Ini 3 Ketentuan Pelaksanaan Nazar yang Perlu Diketahui

Pada kesempatan sebelumnya kita telah mengetahui pemahaman sederhana tentang nazar. Meski memang diutarakan untuk mencapai keinginan tertentu, nazar sejatinya juga merupakan bentuk mendekatkan diri pada Allah SWT. Meski pun begitu, kita juga perlu mengetahui tentang ketentuan apa saja yang perlu diperhatikan saat hendak melakukan nazar. Berikut penjelasan singkatnya.

Perkara yang dinazarkan hendaknya merupakan perkara sunnah atau fardhu kifayah

Tidak sah bagi seseorang melakukan nazar terhadap perkara yang memiliki hukum mubah, fardhu, dan juga haram. Perkara mubah bisa saja ditinggalkan dan yang fardhu sudah merupakan kewajiban bagi kita untuk melakukannya. Sementara perkara haram sangat jelas untuk tidak boleh dilakukan. Oleh karena itu, nazar hanya berlaku pada perkara yang sunnah sehingga menjadi bernilai wajib pelaksanaannya.

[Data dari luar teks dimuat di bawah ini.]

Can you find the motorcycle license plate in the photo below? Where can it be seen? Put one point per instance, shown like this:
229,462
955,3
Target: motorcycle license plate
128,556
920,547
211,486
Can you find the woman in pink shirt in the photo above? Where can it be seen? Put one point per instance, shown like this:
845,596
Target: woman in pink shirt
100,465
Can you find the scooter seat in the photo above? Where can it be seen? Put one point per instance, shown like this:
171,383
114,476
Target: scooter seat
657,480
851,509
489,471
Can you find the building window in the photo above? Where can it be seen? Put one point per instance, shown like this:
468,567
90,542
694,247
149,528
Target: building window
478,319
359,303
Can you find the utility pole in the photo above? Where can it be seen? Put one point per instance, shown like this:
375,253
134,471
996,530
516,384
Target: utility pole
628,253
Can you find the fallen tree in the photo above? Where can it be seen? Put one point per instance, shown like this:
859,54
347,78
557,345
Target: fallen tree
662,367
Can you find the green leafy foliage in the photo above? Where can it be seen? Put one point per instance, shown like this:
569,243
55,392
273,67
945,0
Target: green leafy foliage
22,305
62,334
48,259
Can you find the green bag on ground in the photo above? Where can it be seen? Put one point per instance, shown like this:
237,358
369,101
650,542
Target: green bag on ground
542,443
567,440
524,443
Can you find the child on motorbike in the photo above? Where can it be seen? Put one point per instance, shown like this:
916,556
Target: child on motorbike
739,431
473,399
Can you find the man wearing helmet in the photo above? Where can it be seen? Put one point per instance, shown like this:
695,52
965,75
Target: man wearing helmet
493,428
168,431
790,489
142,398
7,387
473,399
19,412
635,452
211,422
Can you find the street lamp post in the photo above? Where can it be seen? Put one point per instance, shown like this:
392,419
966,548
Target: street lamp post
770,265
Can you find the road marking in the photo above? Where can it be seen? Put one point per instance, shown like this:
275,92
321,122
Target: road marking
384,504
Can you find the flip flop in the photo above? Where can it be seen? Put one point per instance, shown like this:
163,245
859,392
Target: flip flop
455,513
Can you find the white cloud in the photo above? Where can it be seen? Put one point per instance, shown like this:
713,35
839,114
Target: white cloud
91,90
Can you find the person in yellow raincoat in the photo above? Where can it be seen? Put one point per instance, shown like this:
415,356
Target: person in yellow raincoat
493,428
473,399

Lafaz nazar harus mengandung sebuah kepastian

Kepastian dalam hal ini dimaksudkan agar seseorang mampu menyanggupi untuk memenuhi janjinya. Sebagai contoh, “Apabila saya naik pangkat maka saya akan berinfak pada anak yatim”. Akan sangat dilarang jika nazar yang terucap tidak pasti seperti “Apabila saya naik pangkat maka kemungkinan saya akan berinfak pada anak yatim”. Hal yang tidak pasti seperti ini tidaklah masuk ke dalam kategori nazar.

Perbedaan aturan antara penyebutan perkara nazar secara umum dan tertentu

Ada 2 cara menyebutkan perkara nazar yakni secara umum dan tertentu. Contoh perkara nazar secara umum adalah “Apabila saya naik pangkat saya akan berinfak pada anak yatim”. Perkara seperti ini tidak memberatkan seseorang terhadap jumlah yatim dan besaran nilai yang diinfakkan. Meskipun hanya ada satu anak yatim yang diinfakkan dengan uang Rp. 25.000,00 saja itu sudah cukup memenuhi nazar.

Kelak, akan berbeda jika penyebutannya dilakukan secara tertentu. Sebagai contoh, “Apabila saya naik pangkat maka saya akan berinfak pada 3 anak yatim sejumlah Rp. 750.000,00”. Pada lafaz nazar tadi disebutkan besaran jumlah baik yatim maupun nilai infaknya. Maka wajib bagi seseorang untuk memenuhi nazar sesuai dengan perkara yang telah disebutkan tadi.